The NHS continued its strong performance on waiting times in February, achieving all three 18 week referral-to-treatment measures for the second consecutive month.
Nationally, 91.2 per cent of admitted patients were treated within 18 weeks, against a target of 90 per cent. This was down 0.2 per cent on January but up from 88.7 per cent a year ago.
Performance on the non-admitted pathway performance remained consistent with the previous month and year on year with 97.1 per cent patients seen within the timescale, against a target of 95 per cent.
In total 78.5 per cent of NHS trusts were meeting the target for admitted patients and 92.8 per cent achieved that for non-admitted patients.
Just 7.4 per cent of patients were waiting more than 18 weeks, within the limit of 8 per cent brought in under the 2012-13 Operating Framework.

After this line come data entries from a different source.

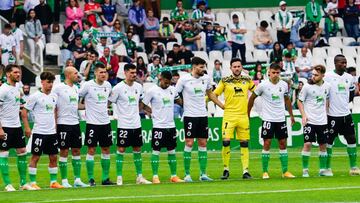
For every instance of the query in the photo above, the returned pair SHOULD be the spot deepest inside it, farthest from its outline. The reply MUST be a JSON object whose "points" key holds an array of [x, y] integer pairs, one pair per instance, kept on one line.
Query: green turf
{"points": [[340, 188]]}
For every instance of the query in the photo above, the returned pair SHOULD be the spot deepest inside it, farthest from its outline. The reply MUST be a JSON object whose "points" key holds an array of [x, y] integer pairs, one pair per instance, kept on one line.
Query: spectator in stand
{"points": [[30, 4], [122, 8], [283, 21], [166, 31], [351, 19], [277, 53], [175, 56], [238, 31], [73, 13], [209, 16], [92, 11], [108, 15], [137, 17], [262, 38], [6, 9], [19, 42], [112, 65], [79, 51], [217, 72], [312, 11], [303, 64], [68, 39], [141, 70], [220, 38], [34, 32], [310, 34], [190, 39], [151, 29], [45, 15]]}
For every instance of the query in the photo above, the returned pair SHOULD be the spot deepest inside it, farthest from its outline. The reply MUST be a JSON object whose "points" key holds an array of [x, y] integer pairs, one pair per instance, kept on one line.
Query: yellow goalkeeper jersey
{"points": [[236, 94]]}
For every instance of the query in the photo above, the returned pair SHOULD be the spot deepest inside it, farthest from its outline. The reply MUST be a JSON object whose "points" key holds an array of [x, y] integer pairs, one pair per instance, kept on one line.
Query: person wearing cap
{"points": [[238, 31], [262, 38], [283, 21]]}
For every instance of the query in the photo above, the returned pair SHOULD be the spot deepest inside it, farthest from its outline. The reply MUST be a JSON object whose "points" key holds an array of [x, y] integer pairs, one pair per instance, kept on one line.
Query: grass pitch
{"points": [[340, 188]]}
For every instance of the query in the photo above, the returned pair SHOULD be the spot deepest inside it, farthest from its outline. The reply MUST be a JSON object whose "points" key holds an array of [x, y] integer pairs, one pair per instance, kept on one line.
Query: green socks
{"points": [[265, 157], [76, 162], [187, 159], [90, 166], [22, 166], [351, 149], [4, 167], [53, 174], [138, 162], [305, 159], [63, 167], [105, 165], [119, 163], [284, 160], [202, 153], [172, 162], [329, 152], [155, 162]]}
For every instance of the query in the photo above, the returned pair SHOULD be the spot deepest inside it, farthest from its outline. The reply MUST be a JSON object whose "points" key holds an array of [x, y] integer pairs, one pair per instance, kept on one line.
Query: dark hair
{"points": [[9, 68], [47, 76], [320, 68], [264, 24], [129, 66], [98, 66], [275, 66], [166, 75], [233, 60], [197, 61]]}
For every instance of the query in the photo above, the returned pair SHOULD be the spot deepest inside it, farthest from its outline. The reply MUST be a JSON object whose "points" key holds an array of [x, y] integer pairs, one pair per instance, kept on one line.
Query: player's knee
{"points": [[226, 143], [244, 144]]}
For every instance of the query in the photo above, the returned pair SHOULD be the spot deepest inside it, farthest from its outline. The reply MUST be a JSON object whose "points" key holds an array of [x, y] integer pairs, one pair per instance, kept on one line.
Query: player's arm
{"points": [[289, 107], [214, 98]]}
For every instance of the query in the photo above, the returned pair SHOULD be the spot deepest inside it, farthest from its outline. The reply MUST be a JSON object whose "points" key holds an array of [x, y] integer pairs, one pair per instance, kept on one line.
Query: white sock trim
{"points": [[187, 149], [53, 170], [105, 156], [305, 153], [32, 171], [4, 154], [63, 159], [89, 157], [172, 151]]}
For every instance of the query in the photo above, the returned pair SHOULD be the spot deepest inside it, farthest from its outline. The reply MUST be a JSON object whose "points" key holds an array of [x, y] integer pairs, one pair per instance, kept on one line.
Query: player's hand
{"points": [[27, 132], [2, 134], [304, 120]]}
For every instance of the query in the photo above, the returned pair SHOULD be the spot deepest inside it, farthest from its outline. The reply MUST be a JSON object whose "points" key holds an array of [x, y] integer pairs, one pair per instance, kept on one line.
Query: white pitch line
{"points": [[198, 194]]}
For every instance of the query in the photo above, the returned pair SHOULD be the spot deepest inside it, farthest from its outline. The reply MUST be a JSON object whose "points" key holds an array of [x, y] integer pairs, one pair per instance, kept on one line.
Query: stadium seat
{"points": [[213, 55], [319, 52], [260, 55], [223, 18], [349, 51], [202, 54], [335, 42], [333, 51]]}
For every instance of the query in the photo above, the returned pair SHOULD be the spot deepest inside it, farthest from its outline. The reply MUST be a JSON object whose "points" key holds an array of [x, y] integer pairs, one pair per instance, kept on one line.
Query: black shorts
{"points": [[162, 137], [98, 134], [46, 144], [69, 136], [270, 130], [341, 125], [13, 138], [196, 127], [129, 137], [313, 133]]}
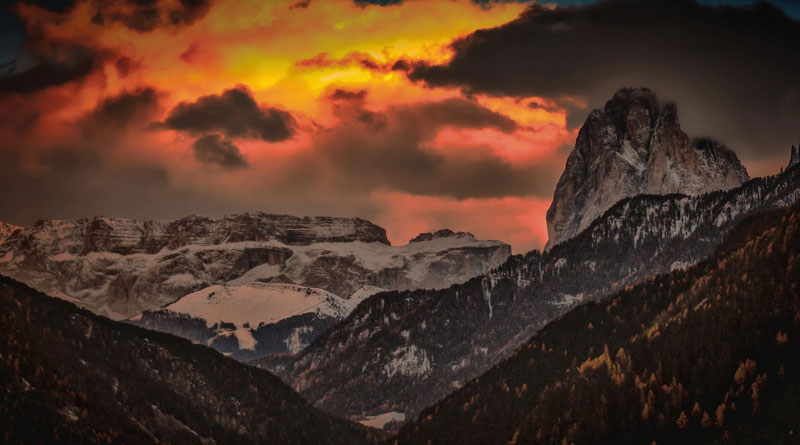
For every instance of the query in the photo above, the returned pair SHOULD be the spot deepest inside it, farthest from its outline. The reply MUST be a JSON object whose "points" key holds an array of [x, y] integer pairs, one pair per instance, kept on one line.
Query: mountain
{"points": [[402, 351], [703, 355], [634, 146], [121, 267], [247, 318], [248, 321], [69, 376]]}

In total, 72.2 per cent of trusts met this target in February, compared to 65.5 per cent in November 2011.
Analysis of Department of Health data by NHS Gooroo Rob Findlay shows 5,696 patients had been waiting for longer than a year in February, compared to 10,407 in November - a 45 per cent drop. However, much of this reduction is likely to be due to data cleansing, after people who should not have been on waiting lists were removed.
The latest set of figures became a political football.
Labour shadow health secretary Andy Burnham picked on the 27 per cent increase in number of patients waiting over 18 weeks on the admitted pathway from 20,662 at the time of the election in May 2010 to 26,417 in February. He claimed that under David Cameron the NHS was “heading straight back to the bad old days of the last Tory government”.
In response, health minister Simon Burns highlighted the halving of the number of patients waiting more than six months to claim claimed the figures were proof the NHS was going “from strength to strength”. He accused Labour of scaremongering.
Deputy chief executive of the NHS Confederation David Stout said the performance was “no small achievement”, given the current pressures faced by the NHS.
He added: “Politicians will always argue their corner but it’s really important for the NHS that patients are given a clear picture of what is happening to waiting times.
“The number of people waiting in excess of 26 weeks, 39 weeks and 52 weeks have all continued to fall in the past six months. Furthermore, median waiting times have reduced dramatically from 14.3 weeks in August 2007 to 5.2 weeks in February 2012.
“But it is also true that some people still wait too long. The NHS will have to take a hard look at evidence where it suggests that alternative approaches to treatment could improve waiting times.”